Tak orzekł Naczelny Sąd Administracyjny w wyroku z 28 marca 2018 r. (sygn. I OSK 2283/17). Stan faktyczny sprawy przedstawiał się następująco.
Błędne ustalenie odszkodowania
W listopadzie 1986 r. dyrektor wydziału geodezji i gospodarki gruntami urzędu miasta ustalił, jako organ II instancji, wysokość odszkodowania za przejętą na rzecz Skarbu Państwa część nieruchomości. W 2014 r. właściciel złożył wniosek o stwierdzenie nieważności tej decyzji. Właściciel argumentował, że odszkodowanie zostało ustalone w sposób błędny, gdyż nie wzięto pod uwagę zmiany przeznaczenia gruntów i ustalono odszkodowanie za grunty rolne, podczas gdy znajdowały się one w mieście. Minister infrastruktury dwukrotnie odmówił stwierdzenia nieważności decyzji z listopada 1986 r., więc właściciel złożył skargę do Wojewódzkiego Sądu Administracyjnego w Warszawie. WSA skargę oddalił (wyrok z 27 stycznia 2017 r., sygn. IV SA/Wa 2468/16).
WSA zaznaczył, że we wniosku o stwierdzenie nieważności wnioskodawca zarzucił wydanie decyzji z rażącym naruszeniem prawa tj. nieprawidłowej interpretacji art. 59 ustawy o gospodarce gruntami i wywłaszczeniu nieruchomości, w którym wymieniono zasady ustalenia odszkodowania za wywłaszczone nieruchomości. Interpretacja ww. art. 59 jakiej dokonał w sprawie dyrektor wydziału geodezji i gospodarki gruntami została co prawda później zakwestionowana przez Sąd Najwyższy w uchwale 7 sędziów z 1989 r. Jednak, zdaniem WSA, spór co do wykładni przepisu nie może stanowić przesłanki do uznania, że decyzja ostateczna została wydana z rażącym naruszeniem prawa, czy też stwierdzenia nieważności tej decyzji.
Skutki prawne decyzji
Następnie, w wyniku skargi kasacyjnej właściciela sprawą zajął się NSA, który z kolei uchylił wyrok WSA i dwie decyzje ministra infrastruktury. NSA uznał, że WSA, w ślad za organem nadzoru nie ocenił skutków prawnych naruszenia prawa wywołanego decyzją z listopada 1986 r. o ustaleniu odszkodowania, które to są w okolicznościach komentowanej sprawy niemożliwe do zaakceptowania. NSA odwołał się do konstytucyjnej zasady demokratycznego państwa prawnego (art. 2 Konstytucji) oraz traktowanej jako jej odbicie zasady pogłębiania zaufania do organów państwa (art. 8 kodeksu postępowania administracyjnego). NSA podkreślił, że ww. zasady nakazują organowi wydawanie w zbliżonym stanie faktycznym i prawnym decyzji o podobnej treści.
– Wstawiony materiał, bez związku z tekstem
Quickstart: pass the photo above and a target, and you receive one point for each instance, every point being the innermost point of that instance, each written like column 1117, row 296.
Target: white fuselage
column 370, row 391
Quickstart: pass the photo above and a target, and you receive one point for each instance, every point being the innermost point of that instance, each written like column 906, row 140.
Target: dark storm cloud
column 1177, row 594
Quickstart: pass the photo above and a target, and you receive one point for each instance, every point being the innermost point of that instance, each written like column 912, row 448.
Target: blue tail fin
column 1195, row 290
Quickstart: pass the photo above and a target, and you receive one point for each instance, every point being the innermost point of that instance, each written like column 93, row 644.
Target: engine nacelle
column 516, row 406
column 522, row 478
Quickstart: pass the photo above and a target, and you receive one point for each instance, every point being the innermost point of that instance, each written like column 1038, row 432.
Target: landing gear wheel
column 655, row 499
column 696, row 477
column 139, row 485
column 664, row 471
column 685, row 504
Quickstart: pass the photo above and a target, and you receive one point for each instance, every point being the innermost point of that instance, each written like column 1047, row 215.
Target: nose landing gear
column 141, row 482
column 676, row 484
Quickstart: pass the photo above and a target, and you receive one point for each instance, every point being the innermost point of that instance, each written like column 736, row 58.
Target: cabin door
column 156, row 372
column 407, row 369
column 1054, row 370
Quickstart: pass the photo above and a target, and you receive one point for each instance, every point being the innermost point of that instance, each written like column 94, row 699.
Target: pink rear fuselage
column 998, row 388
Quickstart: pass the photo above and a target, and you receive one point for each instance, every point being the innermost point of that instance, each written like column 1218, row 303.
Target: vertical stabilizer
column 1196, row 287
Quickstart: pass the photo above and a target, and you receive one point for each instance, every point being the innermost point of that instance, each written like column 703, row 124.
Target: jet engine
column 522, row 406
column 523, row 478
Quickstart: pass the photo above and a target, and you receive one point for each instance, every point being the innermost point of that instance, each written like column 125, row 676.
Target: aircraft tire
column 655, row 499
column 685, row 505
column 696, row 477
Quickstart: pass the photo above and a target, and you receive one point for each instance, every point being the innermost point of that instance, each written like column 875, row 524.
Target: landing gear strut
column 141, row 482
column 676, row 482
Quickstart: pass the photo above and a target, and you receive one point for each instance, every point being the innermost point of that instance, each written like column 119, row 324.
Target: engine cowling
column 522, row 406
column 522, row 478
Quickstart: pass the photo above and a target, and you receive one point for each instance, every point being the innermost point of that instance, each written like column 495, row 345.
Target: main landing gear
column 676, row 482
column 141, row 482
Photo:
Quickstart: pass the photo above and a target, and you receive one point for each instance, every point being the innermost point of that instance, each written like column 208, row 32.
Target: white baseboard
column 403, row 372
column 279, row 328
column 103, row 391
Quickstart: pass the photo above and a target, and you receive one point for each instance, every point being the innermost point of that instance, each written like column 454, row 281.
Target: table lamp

Tymczasem w komentowanej sprawie jedynym argumentem przyjętym przez sąd I instancji, w ślad za organem nadzoru, uzasadniającym odmowę stwierdzenia nieważności decyzji o ustaleniu odszkodowania, była niejednolitość wykładni pojęcia „grunty rolne lub leśne", użytego w art. 59 ust. 2 ustawy o gospodarce gruntami i wywłaszczaniu nieruchomości, występująca w dacie wydania kwestionowanej decyzji.